Failure to serve notice of funding: In Harrison & Anor v Black Horse Ltd (2013) an application for relief from sanctions was refused by Master Gordon-Saker in the SCCO, where notice of a success fee payable under a conditional fee agreement had not been served. The default had not been trivial and no good reason for it had been established. The new version of CPR r.3.9, introduced on April 1, 2013, required a tougher approach than that which had previously been taken to relief applications.
Failure to comply with unless order: In Thevarajah v Riordan & Ors (2014) the Court of Appeal overturned a decision to grant relief from sanctions and criticised the judge's general approach to the application of CPR r.3.9 stating his approach had lacked the robustness called for by the guidance subsequently given in Mitchell, and gave insufficient consideration to the need (a) for litigation to be conducted efficiently and at proportionate cost, and (b) to enforce compliance with rules, practice directions and orders.
Late service of expert evidence: In Chambers v Buckinghamshire Healthcare NHS Trust (2013) the claimant sought and obtained an order debarring the defendant from relying upon medical evidence that had been served out of time by one month. The Master held that the breach was not trivial and there was no good reason for the delay. He also dismissed the defendant’s application to extend the time for service.

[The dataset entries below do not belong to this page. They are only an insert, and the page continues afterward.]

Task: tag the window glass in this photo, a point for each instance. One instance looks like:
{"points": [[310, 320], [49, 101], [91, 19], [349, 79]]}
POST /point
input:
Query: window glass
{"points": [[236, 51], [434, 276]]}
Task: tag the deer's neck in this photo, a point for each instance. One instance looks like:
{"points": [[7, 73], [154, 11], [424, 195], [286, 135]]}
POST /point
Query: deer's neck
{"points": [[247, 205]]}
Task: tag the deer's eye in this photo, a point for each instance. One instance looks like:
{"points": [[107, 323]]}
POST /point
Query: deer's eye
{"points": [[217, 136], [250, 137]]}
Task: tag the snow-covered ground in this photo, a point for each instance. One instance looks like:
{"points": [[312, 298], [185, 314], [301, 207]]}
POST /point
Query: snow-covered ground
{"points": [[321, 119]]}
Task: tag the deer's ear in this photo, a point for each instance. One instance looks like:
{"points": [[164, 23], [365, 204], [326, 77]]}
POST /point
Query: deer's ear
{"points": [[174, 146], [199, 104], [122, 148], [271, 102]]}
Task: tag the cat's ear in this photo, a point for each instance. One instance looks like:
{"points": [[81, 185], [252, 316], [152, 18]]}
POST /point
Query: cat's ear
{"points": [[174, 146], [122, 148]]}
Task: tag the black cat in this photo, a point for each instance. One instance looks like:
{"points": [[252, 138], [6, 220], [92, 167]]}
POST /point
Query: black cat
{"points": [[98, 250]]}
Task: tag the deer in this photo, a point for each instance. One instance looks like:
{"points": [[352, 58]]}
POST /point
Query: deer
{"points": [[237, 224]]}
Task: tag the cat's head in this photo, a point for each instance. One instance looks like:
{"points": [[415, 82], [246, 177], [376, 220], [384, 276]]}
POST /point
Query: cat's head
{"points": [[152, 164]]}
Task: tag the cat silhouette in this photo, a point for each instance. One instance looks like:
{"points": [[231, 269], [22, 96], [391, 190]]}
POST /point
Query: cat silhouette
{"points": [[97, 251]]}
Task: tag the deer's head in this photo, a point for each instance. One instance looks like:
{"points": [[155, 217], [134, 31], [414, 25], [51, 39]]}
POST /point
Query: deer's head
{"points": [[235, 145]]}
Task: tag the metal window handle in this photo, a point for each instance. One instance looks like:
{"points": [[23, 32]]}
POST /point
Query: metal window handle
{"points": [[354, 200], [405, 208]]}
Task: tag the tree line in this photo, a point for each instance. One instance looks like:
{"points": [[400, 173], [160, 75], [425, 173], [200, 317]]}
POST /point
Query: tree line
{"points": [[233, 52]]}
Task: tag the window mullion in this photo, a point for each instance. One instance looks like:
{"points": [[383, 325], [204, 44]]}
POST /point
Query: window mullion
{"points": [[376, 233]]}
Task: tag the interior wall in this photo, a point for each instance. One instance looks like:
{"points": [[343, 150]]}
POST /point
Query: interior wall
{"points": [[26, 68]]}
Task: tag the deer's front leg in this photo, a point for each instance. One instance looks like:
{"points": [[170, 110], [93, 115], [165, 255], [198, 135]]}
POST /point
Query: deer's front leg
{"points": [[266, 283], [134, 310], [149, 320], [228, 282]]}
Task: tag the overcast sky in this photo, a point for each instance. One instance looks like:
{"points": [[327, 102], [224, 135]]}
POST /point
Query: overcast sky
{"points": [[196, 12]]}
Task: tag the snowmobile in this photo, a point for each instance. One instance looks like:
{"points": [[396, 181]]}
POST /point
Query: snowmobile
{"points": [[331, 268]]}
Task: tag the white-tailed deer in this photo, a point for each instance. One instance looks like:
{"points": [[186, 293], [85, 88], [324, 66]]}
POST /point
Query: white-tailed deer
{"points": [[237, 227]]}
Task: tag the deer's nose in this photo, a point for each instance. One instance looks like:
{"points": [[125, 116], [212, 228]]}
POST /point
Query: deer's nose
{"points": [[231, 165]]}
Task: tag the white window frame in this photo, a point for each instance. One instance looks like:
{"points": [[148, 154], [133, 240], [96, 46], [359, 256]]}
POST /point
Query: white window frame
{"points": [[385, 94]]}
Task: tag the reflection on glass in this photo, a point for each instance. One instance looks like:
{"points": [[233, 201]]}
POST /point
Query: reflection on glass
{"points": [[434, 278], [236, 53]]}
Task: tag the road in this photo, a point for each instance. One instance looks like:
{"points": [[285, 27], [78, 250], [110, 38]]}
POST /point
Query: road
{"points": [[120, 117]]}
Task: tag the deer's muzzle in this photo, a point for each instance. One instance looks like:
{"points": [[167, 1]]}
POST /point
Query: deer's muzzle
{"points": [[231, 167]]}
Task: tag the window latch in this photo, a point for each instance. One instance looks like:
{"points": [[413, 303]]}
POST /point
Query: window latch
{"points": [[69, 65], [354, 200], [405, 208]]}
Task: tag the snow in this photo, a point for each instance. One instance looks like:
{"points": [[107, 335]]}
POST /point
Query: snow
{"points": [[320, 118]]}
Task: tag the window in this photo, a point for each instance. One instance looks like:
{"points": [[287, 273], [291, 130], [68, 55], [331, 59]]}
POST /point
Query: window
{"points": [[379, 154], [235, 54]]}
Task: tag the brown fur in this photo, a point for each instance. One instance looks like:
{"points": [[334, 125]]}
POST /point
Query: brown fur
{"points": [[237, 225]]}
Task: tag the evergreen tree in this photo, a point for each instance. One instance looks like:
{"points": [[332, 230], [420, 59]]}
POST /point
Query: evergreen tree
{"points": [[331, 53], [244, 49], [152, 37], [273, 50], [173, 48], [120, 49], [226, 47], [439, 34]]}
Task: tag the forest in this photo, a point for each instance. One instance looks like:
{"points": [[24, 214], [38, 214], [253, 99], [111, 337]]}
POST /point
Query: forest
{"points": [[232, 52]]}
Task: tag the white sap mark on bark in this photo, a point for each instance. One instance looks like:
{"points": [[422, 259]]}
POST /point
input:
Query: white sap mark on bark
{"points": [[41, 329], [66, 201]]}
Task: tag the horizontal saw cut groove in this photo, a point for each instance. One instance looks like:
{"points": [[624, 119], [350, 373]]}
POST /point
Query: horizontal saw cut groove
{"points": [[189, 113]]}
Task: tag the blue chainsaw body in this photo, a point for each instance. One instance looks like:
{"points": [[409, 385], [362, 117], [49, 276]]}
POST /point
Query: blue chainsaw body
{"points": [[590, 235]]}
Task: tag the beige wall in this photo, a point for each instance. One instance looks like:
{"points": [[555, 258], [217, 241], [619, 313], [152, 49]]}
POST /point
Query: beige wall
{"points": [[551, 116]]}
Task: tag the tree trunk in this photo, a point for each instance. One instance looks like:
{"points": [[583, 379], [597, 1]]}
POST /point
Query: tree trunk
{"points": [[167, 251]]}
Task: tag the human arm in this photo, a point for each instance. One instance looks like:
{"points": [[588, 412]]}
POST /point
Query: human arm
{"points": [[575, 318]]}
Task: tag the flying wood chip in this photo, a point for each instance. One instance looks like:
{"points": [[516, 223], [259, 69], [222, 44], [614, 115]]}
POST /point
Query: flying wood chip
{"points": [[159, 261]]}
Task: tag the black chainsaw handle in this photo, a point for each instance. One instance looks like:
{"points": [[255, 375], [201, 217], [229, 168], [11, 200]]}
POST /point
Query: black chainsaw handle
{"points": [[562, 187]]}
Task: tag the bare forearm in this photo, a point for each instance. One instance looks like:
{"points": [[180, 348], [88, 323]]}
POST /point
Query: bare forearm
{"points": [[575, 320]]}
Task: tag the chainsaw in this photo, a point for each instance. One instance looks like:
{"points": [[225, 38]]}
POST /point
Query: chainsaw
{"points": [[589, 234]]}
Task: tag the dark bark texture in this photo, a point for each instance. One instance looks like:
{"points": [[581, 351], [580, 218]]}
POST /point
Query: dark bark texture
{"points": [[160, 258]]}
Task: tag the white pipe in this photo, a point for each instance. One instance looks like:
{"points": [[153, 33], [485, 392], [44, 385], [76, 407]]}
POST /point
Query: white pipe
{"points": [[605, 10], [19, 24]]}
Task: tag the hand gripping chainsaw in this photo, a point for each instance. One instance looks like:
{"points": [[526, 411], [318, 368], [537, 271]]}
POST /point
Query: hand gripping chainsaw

Whilst not in fact pertaining to an application for relief from sanctions, we report the following case to demonstrate how pervasive the Mitchell judgment has become in the application of the CPR generally:
Renewed application for permission to appeal/test in Mitchell applied: In Webb Resolutions Ltd v E-Surv Ltd (2014) Turner J sitting in the High Court held that under CPR 52.3(5), a party in default seeking an extension of the time limit for a renewed application for permission to appeal will have to satisfy the same tests as were applied to the default in Mitchell. This waseven thoughr.52.3(5) does not provide for a specific sanction and strictly speaking r.3.9 ought not to apply.
This information is intended as a general discussion surrounding the topics covered and is for guidance purposes only. It does not constitute legal advice and should not be regarded as a substitute for taking legal advice. DWF is not responsible for any activity undertaken based on this information.